Although it is the clear preference to sell the Target Group by transferring 100% of the shares via a share deal, expressions of interest (“EOI”) for a substantial part of the Target Group is also permitted, provided that (i) the Interested Party/-ies (as defined below) explicitly highlights such limited interest and (ii) all or substantially all of the Target Group´s assets can be sold as part of the Sales Process. The commercially best bid will be selected, with preferential treatment given to offers for 100% of the shares in the Target Group.
HARSI, TCK and TCV are operationally connected companies located in Ljubljana, Slovenia. As of 30 September 2018, the Target Group has a total gross loan/leasing portfolio of EUR 551m (including the NPL cross border portfolio of HETA in the amount of ca. EUR 10m), thereof EUR 386m are non-performing and EUR 166m are performing gross exposures. The Target Group also owns and manages a real estate portfolio with a fair market value of EUR 110m. For further information regarding HETA, please refer to HETA’s website at www.heta-asset-resolution.com. With regard to the portfolio additional information can be obtained from the marketing materials of HETA´s Financial advisor, Deloitte Financial Advisory GmbH (“Deloitte”), and on the website www.aaaplatform.com or www.har.si.
Deloitte is acting as HETA’s exclusive financial advisor in this Sales Process. Any expression of interest (“EOI”) to participate in the Sales Process should be submitted to Deloitte via e-mail (followed by a hard copy) by 14 December 2018, 12 noon (CET) to the contacts stated below. EOI´s should be submitted in English and must include the names and address of the interested party (or of all members of a group of interested parties) (“Interested Party” or “Interested Parties”), the names of the contact persons available for further questions as well as the names of any mandated advisors.
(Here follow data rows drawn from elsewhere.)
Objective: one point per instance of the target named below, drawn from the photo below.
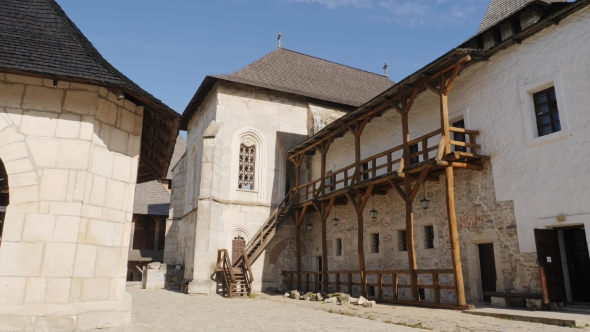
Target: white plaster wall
(544, 177)
(71, 153)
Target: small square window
(375, 243)
(461, 137)
(402, 243)
(429, 237)
(414, 149)
(365, 168)
(546, 112)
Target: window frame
(251, 163)
(551, 111)
(402, 240)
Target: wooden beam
(418, 184)
(398, 189)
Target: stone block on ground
(534, 304)
(344, 299)
(499, 302)
(331, 300)
(362, 300)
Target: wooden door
(237, 248)
(578, 262)
(549, 258)
(487, 264)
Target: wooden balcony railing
(429, 147)
(345, 281)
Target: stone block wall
(71, 153)
(481, 219)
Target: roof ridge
(336, 63)
(82, 41)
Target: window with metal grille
(546, 112)
(247, 167)
(429, 237)
(459, 136)
(402, 243)
(414, 149)
(375, 243)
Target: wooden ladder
(260, 240)
(236, 281)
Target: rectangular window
(402, 243)
(414, 149)
(429, 237)
(365, 168)
(546, 112)
(460, 136)
(375, 243)
(422, 294)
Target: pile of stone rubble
(336, 298)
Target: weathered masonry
(76, 136)
(473, 136)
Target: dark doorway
(320, 269)
(549, 257)
(3, 196)
(578, 263)
(487, 265)
(237, 248)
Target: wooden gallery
(458, 184)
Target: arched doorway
(3, 196)
(237, 246)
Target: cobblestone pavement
(170, 311)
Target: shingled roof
(38, 39)
(499, 10)
(299, 74)
(151, 197)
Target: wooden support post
(450, 191)
(412, 264)
(324, 252)
(436, 285)
(298, 248)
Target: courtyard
(159, 310)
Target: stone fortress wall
(71, 153)
(525, 186)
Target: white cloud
(333, 4)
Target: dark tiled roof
(499, 10)
(291, 140)
(179, 150)
(151, 197)
(37, 38)
(296, 73)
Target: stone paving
(158, 310)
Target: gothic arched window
(247, 169)
(3, 196)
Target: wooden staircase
(237, 278)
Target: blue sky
(168, 47)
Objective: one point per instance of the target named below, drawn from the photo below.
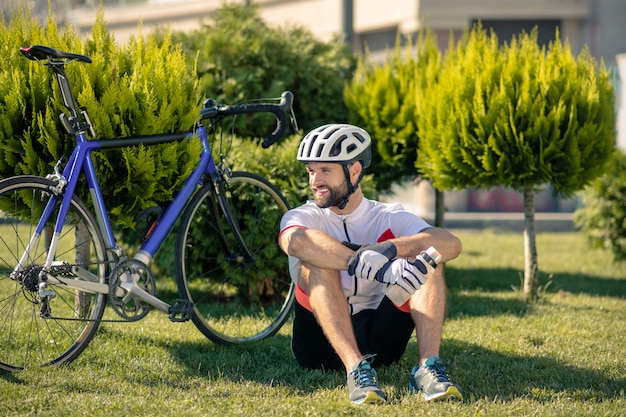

EOIs shall further be signed by or on behalf of the Interested Party/-ies.
Furthermore, each EOI should contain sufficiently precise information on the Interested Party, including (without limitation) demonstration that the Interested Party/-ies has/have the financial resources, expertise and incentive necessary to acquire the Target Group as well as a statement that the EOI is submitted in the Interested Party's/-ies' own name and own account. Disclosed direct representation is permissible if an original written power of representation is attached to the EOI.
After Interested Party/-ies has/have sent its/their EOIs to the e-mail addresses listed below (with a hard copy to follow), it/they will receive a Non-Disclosure Agreement.
Once the Non-Disclosure Agreement has been signed by the Interested Party/-ies, any Interested Party who is admitted to the Sales Process will receive further documents regarding the Sales Process.
HETA reserves the right, at its sole discretion, to terminate, modify or suspend the Sales Process as a whole or in part at any time and without being obliged to state the reasons therefore.
While HETA will at all times comply with the principles of an open, transparent, unconditional and non-discriminatory Sales Process, no Interested Party will have any claim for any damages or compensation for loss, costs and other expenditure incurred by it in connection with the Sales Process for any reasons and under any circumstances whatsoever, even if the Sales Process is terminated, modified or suspended by HETA. This is neither a commitment nor an obligation to consider or conclude any transaction with any Interested Party and each of HETA, the Target Group and Deloitte, and each of their related parties (affiliates, directors, officers, employees, advisers or agents), expressly state that no representation or warranty with respect to the information provided is made by this invitation and expressly disclaim any and all liability for representations and warranties deemed to be made or statements contained in this invitation to any prospective purchaser.